Michele Bravi e Vittorio Sgarbi
di Andrea Scanzi
Da ieri vedo post strappalacrime che tratteggiano il buon Michele Bravi, senz’altro un ragazzo d’oro, perché è stato sbeffeggiato malamente dal solito caso umano che passava di lì per caso e ha mollato un peto in tivù.
Ora: sarebbe bello avere misura, nei post, ma evidentemente vale sempre la regola retorica e furbina per cui, se Adinolfi o Pillon o Peto insultano qualcuno, allora quel qualcuno diventa automaticamente Mick Jagger. Tutto ciò è avvilente, come lo è stata durante Sanremo la sopravvalutazione di Achille Lauro che meritava i peana eterni solo perché aveva fatto arrabbiare gli omofobi, “e pazienza se non ha voce” (anche se di lavoro farebbe il cantante). Una roba allucinante.

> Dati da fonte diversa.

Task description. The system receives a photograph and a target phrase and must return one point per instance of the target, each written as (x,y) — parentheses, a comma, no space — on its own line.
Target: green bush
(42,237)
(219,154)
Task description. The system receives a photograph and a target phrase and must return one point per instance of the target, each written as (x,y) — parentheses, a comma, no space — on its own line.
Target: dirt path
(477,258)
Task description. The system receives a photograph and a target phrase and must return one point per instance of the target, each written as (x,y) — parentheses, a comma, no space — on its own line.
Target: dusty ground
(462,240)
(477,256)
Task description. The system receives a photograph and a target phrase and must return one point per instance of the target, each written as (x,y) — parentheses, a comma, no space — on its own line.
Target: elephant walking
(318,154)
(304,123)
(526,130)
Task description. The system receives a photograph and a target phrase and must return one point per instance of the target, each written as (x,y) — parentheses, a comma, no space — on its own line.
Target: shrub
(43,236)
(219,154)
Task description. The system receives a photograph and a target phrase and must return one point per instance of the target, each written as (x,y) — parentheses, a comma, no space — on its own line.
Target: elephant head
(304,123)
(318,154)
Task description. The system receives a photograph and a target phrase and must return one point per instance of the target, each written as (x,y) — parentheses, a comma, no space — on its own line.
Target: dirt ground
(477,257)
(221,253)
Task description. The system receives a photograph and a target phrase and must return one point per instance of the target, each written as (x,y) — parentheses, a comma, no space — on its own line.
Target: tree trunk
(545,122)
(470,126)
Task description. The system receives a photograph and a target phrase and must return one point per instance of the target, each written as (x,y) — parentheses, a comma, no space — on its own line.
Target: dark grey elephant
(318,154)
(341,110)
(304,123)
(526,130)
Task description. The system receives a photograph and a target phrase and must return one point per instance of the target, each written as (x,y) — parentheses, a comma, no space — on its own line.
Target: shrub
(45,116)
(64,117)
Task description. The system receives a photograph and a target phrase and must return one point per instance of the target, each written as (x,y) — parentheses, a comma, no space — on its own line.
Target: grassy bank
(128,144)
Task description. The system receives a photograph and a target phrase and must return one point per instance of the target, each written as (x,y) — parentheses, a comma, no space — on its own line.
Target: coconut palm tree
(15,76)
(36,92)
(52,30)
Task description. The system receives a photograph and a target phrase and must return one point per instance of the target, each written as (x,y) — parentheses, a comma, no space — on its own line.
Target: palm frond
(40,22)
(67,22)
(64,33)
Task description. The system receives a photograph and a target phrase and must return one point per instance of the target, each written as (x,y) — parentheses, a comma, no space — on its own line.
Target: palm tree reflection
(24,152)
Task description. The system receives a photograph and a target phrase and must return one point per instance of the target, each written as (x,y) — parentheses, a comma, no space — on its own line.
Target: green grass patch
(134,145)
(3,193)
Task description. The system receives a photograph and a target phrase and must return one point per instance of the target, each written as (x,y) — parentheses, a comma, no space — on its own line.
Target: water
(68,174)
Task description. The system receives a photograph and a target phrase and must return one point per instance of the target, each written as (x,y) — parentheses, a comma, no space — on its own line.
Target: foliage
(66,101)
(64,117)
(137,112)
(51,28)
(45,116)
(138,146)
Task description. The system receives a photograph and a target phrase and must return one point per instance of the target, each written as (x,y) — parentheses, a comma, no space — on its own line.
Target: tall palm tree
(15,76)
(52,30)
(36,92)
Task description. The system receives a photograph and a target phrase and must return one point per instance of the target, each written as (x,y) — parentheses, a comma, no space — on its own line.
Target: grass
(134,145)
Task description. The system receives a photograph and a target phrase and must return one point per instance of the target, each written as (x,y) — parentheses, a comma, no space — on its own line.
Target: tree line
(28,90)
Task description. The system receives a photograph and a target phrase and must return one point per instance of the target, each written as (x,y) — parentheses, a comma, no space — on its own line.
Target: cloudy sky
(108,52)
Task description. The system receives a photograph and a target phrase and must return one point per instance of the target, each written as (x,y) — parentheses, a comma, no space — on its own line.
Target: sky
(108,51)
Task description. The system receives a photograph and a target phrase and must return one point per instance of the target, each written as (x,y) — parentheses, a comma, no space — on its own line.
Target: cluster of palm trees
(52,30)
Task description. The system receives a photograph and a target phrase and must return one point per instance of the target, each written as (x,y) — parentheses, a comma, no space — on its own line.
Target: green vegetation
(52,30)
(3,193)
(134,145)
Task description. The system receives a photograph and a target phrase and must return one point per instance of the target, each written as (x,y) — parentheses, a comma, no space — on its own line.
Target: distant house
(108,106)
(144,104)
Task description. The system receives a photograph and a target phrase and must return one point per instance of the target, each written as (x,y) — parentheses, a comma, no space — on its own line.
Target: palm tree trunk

Dunque, su Bravi: il cantante ha (ovviamente) ragione totale sulla vicenda. Il ragazzo ha pure risposto con garbo raro ed eloquio puntuale, evitando di infierire anche su chi – Serena Autieri – non solo ha pensato bene di intervistare senza motivo un trapassato morale e temo finendo neuronale, ma ha pure avuto la mala creanza di ridere di fronte alle sue (orrende) “battute”. Se non sai fare le interviste, stai a casa.
Al tempo stesso, poiché parliamo (credo) di un artista, e poiché la canzone in oggetto di Bravi (una cover di Battisti) si è rivelata una delle più grandi schifezze mondiali nella storia della musica, roba che per molto meno ho visto gente “lapidata” o quasi sul palco, ci penserei un attimo prima di mettere in scena la solita litania social (a favore di algoritmo) dell’artista geniale vessato dal critico incivile.
Come a dire: l’inciviltà greve dell’insultatore è evidente, come lo è il garbo della persona offesa, ma la resa artistica – a prescindere dal vile dileggio omofobo – resta semplicemente orrenda. Si può dire che Bravi è un bravo ragazzo e ha ragione nel merito, ma al tempo stesso ha fatto una cover da vomito, oppure ormai questo paese è morto di politicamente corretto e retorica insopportabile?